33) Während dem Akt der Eheschließung (nikâh) ist es das Richtige, zu sprechen, anstatt zu schweigen. Eine Eheschließung (nikâh) sollte nicht als eine oberflächliche Zeremonie angesehen werden, die es einfach über die Bühne zu bringen gilt. Jeder muss klare Worte sprechen, sein Inneres wiederspiegeln und die Zeugen, müssen Zeuge über all dies werden.

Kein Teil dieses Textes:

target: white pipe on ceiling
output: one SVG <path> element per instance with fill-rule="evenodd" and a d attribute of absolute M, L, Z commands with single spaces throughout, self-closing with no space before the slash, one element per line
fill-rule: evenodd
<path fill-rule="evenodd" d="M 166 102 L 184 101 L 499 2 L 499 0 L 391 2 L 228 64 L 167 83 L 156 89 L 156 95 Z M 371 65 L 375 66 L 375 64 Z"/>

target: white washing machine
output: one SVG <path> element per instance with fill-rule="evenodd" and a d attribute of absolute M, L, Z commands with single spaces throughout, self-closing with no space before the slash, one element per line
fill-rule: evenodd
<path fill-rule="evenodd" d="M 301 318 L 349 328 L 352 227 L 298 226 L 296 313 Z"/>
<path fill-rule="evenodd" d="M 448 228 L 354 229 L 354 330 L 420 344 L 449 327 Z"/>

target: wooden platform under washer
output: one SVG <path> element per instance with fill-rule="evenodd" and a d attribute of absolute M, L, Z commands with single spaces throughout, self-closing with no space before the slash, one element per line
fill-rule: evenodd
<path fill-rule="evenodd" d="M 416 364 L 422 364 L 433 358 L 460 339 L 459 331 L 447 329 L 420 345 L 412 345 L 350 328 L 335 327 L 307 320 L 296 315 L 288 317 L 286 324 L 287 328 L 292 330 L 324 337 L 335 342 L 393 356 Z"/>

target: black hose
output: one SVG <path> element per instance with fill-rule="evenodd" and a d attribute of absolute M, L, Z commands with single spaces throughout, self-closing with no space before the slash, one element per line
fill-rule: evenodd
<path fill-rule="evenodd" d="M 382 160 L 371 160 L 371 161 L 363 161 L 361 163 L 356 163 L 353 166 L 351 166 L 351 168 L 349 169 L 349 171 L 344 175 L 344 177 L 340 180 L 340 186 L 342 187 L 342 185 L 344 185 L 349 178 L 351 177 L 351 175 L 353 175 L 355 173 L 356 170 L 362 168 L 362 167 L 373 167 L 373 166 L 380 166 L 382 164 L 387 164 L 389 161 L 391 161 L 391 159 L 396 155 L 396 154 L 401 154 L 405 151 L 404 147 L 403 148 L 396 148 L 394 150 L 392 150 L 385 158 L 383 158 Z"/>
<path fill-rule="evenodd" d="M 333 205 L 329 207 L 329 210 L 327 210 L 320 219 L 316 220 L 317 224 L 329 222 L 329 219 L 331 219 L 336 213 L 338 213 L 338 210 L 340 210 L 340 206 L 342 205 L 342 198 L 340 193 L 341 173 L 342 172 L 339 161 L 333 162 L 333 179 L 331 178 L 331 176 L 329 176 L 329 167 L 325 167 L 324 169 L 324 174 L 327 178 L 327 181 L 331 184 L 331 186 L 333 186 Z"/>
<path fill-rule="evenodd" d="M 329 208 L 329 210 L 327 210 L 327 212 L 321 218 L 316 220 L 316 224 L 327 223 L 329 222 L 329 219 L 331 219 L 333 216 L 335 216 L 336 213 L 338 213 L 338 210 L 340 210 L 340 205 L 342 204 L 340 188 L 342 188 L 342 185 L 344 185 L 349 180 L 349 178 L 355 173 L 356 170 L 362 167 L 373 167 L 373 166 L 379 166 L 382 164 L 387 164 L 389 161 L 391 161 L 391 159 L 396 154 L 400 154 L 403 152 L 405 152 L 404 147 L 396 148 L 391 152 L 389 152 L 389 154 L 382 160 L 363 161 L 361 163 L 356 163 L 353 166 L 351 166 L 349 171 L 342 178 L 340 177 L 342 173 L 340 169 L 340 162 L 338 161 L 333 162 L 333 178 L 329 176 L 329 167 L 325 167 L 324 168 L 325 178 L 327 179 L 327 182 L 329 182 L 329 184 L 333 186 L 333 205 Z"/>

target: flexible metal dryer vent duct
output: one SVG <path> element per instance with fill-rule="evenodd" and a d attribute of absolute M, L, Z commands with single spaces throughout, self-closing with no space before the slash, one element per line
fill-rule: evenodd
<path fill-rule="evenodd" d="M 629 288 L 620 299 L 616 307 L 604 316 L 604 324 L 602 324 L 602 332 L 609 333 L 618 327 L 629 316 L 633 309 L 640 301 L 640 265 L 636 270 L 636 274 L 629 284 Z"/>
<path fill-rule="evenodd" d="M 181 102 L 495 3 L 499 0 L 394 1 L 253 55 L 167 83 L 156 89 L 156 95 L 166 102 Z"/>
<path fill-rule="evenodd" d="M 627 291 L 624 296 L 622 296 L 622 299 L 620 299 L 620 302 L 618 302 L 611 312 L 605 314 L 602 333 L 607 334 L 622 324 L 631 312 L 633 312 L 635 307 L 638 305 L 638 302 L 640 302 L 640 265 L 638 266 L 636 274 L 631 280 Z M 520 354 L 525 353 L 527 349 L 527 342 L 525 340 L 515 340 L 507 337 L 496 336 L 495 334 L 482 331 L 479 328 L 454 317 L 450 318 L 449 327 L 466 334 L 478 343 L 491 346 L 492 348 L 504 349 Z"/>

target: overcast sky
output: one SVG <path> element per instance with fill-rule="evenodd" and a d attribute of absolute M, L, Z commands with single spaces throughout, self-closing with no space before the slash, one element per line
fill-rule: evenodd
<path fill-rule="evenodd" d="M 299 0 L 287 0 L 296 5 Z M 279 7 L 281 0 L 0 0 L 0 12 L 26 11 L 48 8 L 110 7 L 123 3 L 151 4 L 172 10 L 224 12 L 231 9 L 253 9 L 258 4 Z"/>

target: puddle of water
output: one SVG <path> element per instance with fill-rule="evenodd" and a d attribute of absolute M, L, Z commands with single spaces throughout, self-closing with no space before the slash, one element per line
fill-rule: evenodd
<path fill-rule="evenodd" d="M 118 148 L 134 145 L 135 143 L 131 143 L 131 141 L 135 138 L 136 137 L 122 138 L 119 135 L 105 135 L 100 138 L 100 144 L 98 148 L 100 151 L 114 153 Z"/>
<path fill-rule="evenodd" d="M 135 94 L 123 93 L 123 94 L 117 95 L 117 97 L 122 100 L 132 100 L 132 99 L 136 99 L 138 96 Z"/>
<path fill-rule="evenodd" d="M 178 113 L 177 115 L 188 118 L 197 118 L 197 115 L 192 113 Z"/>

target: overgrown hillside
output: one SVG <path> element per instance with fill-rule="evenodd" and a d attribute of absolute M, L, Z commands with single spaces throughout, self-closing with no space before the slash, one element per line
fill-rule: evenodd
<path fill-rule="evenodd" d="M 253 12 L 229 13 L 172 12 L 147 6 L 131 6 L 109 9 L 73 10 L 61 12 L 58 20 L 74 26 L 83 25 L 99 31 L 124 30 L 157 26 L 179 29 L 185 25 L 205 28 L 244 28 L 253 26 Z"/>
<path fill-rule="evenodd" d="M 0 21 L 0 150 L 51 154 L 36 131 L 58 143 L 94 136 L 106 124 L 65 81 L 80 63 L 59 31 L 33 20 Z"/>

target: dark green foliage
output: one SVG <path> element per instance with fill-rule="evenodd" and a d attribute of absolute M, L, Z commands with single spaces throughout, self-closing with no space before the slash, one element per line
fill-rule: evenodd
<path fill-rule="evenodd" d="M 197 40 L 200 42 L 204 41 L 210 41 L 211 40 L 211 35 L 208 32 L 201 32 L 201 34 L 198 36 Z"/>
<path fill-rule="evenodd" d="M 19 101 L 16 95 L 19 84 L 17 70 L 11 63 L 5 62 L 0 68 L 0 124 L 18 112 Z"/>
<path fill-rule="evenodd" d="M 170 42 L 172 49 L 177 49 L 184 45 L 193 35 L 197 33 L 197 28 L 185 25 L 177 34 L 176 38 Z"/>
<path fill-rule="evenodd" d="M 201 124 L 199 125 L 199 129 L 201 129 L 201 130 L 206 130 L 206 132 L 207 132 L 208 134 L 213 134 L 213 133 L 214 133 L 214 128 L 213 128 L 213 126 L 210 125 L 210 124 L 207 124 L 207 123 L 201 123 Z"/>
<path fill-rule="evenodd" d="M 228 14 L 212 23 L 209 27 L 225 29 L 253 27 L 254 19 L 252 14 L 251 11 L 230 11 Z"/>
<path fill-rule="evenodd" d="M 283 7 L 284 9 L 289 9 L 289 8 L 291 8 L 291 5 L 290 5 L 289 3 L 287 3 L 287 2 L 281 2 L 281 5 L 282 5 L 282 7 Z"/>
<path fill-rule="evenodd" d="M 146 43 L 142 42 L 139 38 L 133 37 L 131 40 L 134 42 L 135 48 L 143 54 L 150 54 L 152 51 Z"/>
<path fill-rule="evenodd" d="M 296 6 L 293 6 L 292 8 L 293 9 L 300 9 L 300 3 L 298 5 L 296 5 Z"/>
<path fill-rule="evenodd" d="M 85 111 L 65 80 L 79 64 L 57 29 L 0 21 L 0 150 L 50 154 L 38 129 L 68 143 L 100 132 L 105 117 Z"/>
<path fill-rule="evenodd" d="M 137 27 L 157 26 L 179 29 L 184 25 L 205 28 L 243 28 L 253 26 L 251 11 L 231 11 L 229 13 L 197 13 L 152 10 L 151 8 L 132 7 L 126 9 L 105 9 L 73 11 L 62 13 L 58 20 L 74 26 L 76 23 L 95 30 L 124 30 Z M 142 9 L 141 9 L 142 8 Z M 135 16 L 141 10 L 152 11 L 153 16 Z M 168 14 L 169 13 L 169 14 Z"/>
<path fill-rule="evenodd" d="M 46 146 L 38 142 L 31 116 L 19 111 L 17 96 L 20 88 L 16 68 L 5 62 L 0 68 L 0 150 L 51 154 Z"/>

34) Mann und Frau müssen nach der Eheschließung (Nikâh) folgendes wissen: Dies ist der Beginn einer Reise, die DURCH EINEN LANGEN TUNNEL DER GEDULD (sabr) FÜHRT. Wer die Geduld verliert, wird alles andere auch verlieren.

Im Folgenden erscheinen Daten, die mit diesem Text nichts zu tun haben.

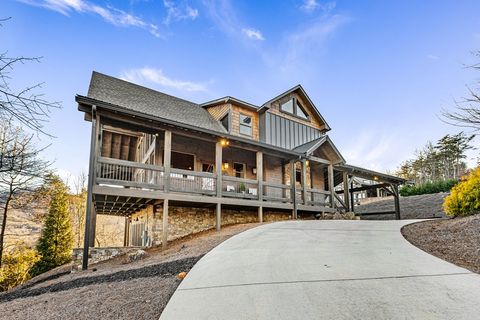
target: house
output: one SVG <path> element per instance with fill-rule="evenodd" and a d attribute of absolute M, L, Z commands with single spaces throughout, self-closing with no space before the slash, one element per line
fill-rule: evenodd
<path fill-rule="evenodd" d="M 92 123 L 84 257 L 97 214 L 125 217 L 125 246 L 166 246 L 224 224 L 351 211 L 368 188 L 354 177 L 395 195 L 399 218 L 403 179 L 346 164 L 300 85 L 261 106 L 197 104 L 93 72 L 76 101 Z"/>

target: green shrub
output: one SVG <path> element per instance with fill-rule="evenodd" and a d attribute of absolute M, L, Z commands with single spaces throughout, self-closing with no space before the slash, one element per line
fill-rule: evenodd
<path fill-rule="evenodd" d="M 30 279 L 30 270 L 39 259 L 35 250 L 24 246 L 4 253 L 0 268 L 0 291 L 6 291 Z"/>
<path fill-rule="evenodd" d="M 449 179 L 427 182 L 415 186 L 404 186 L 400 189 L 400 195 L 408 197 L 420 194 L 449 192 L 457 183 L 457 180 Z"/>
<path fill-rule="evenodd" d="M 443 202 L 443 209 L 452 217 L 469 216 L 480 212 L 480 167 L 453 187 Z"/>

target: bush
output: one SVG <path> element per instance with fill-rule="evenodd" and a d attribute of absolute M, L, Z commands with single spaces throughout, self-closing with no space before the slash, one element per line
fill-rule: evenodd
<path fill-rule="evenodd" d="M 416 186 L 404 186 L 400 189 L 403 197 L 439 192 L 449 192 L 458 183 L 455 179 L 427 182 Z"/>
<path fill-rule="evenodd" d="M 0 268 L 0 291 L 6 291 L 30 279 L 30 270 L 40 260 L 37 252 L 24 246 L 5 253 Z"/>
<path fill-rule="evenodd" d="M 457 184 L 445 198 L 443 209 L 452 217 L 469 216 L 480 212 L 480 167 Z"/>

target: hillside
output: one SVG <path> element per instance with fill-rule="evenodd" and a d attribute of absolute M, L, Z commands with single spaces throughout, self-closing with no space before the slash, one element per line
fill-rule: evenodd
<path fill-rule="evenodd" d="M 173 242 L 128 263 L 118 257 L 88 271 L 54 269 L 0 293 L 0 319 L 158 319 L 180 283 L 179 272 L 215 246 L 258 224 L 233 225 Z"/>
<path fill-rule="evenodd" d="M 400 212 L 402 219 L 444 218 L 442 204 L 448 193 L 424 194 L 419 196 L 400 197 Z M 393 197 L 373 198 L 355 207 L 355 213 L 394 211 Z M 362 220 L 393 219 L 393 214 L 362 216 Z"/>

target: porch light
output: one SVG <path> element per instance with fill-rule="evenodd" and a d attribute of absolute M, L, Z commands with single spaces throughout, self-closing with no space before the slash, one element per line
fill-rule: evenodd
<path fill-rule="evenodd" d="M 224 162 L 222 167 L 223 167 L 223 170 L 227 170 L 228 169 L 228 162 Z"/>
<path fill-rule="evenodd" d="M 310 165 L 310 161 L 309 160 L 305 161 L 305 165 L 308 167 Z"/>
<path fill-rule="evenodd" d="M 377 176 L 374 176 L 374 177 L 373 177 L 373 180 L 377 181 L 377 180 L 378 180 L 378 177 L 377 177 Z"/>
<path fill-rule="evenodd" d="M 228 141 L 227 139 L 221 139 L 220 144 L 222 145 L 222 147 L 226 147 L 230 144 L 230 141 Z"/>

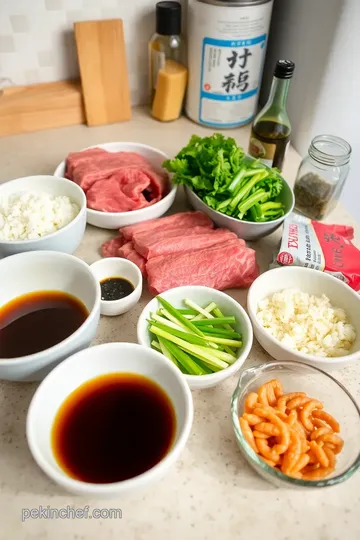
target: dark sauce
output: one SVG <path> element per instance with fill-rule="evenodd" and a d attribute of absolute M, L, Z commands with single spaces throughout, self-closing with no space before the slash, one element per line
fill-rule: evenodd
<path fill-rule="evenodd" d="M 51 439 L 69 476 L 104 484 L 151 469 L 170 450 L 175 431 L 174 408 L 160 386 L 142 375 L 111 373 L 67 397 Z"/>
<path fill-rule="evenodd" d="M 0 358 L 18 358 L 57 345 L 77 330 L 89 312 L 62 291 L 24 294 L 0 309 Z"/>
<path fill-rule="evenodd" d="M 268 120 L 260 121 L 252 127 L 252 137 L 259 141 L 275 145 L 272 167 L 282 170 L 285 153 L 290 141 L 291 130 L 289 126 Z"/>
<path fill-rule="evenodd" d="M 109 277 L 100 281 L 101 300 L 120 300 L 129 296 L 134 290 L 134 285 L 122 277 Z"/>

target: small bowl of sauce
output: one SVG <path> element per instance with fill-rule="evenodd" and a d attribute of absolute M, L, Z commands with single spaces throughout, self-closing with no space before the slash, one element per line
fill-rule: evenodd
<path fill-rule="evenodd" d="M 93 263 L 90 269 L 100 283 L 102 315 L 121 315 L 140 300 L 142 274 L 131 261 L 107 257 Z"/>
<path fill-rule="evenodd" d="M 121 300 L 134 292 L 135 287 L 128 279 L 122 277 L 109 277 L 100 281 L 101 300 L 113 302 Z"/>

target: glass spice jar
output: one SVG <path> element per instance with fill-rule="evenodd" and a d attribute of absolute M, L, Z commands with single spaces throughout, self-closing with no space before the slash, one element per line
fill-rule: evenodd
<path fill-rule="evenodd" d="M 334 135 L 318 135 L 309 146 L 295 180 L 295 209 L 313 220 L 324 219 L 340 198 L 349 174 L 351 146 Z"/>

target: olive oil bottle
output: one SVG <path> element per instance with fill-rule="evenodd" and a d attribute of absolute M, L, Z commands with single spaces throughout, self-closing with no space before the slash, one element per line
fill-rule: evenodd
<path fill-rule="evenodd" d="M 291 135 L 286 100 L 294 69 L 290 60 L 277 61 L 269 99 L 254 120 L 248 150 L 252 157 L 280 171 Z"/>

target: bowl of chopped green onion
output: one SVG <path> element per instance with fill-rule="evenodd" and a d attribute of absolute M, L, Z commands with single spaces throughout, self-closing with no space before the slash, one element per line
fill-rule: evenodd
<path fill-rule="evenodd" d="M 138 343 L 173 362 L 190 388 L 210 388 L 236 373 L 253 342 L 250 319 L 231 296 L 203 286 L 153 298 L 137 324 Z"/>

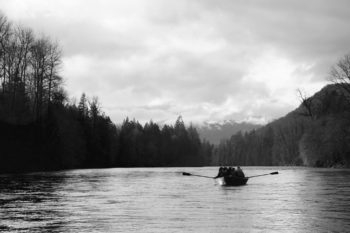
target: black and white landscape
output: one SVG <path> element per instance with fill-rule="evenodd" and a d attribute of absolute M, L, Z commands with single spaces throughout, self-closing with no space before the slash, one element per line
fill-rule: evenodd
<path fill-rule="evenodd" d="M 0 231 L 345 232 L 349 9 L 0 0 Z"/>

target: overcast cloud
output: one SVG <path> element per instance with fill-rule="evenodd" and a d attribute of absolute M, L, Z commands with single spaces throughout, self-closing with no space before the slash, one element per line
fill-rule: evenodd
<path fill-rule="evenodd" d="M 350 1 L 0 0 L 57 39 L 70 96 L 98 96 L 116 123 L 266 123 L 313 94 L 350 51 Z"/>

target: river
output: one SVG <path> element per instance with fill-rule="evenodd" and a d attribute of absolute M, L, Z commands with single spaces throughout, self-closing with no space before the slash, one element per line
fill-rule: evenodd
<path fill-rule="evenodd" d="M 246 167 L 240 187 L 216 167 L 113 168 L 0 175 L 1 232 L 346 232 L 350 170 Z"/>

35) Wer eine Ehe eintritt und sich in die eigenen vier Wände zurückzieht, muss wissen, wie er sein Heim vor dem Übel schützen kann, sei es auf materieller oder spiritueller Basis. Die  Nachahmung anderer Kulturen oder Religionen sollte vermieden werden. Die Partner sollten wissen, wie sie ihr Heim in einen Paradiesgarten verwandeln können, ohne dabei zu vergessen, dass das Paradies eine teure Ware ist.

Dies ist die Ehe.

Die Ehe bedeutet Anstrengung.

Die Ehe ist ein Weg ins Paradies.

Die Ehe ist die Hälfte der Religion.

Die Ehe ist der Weg des Propheten, Allahs Friede und Segen seien mit ihm.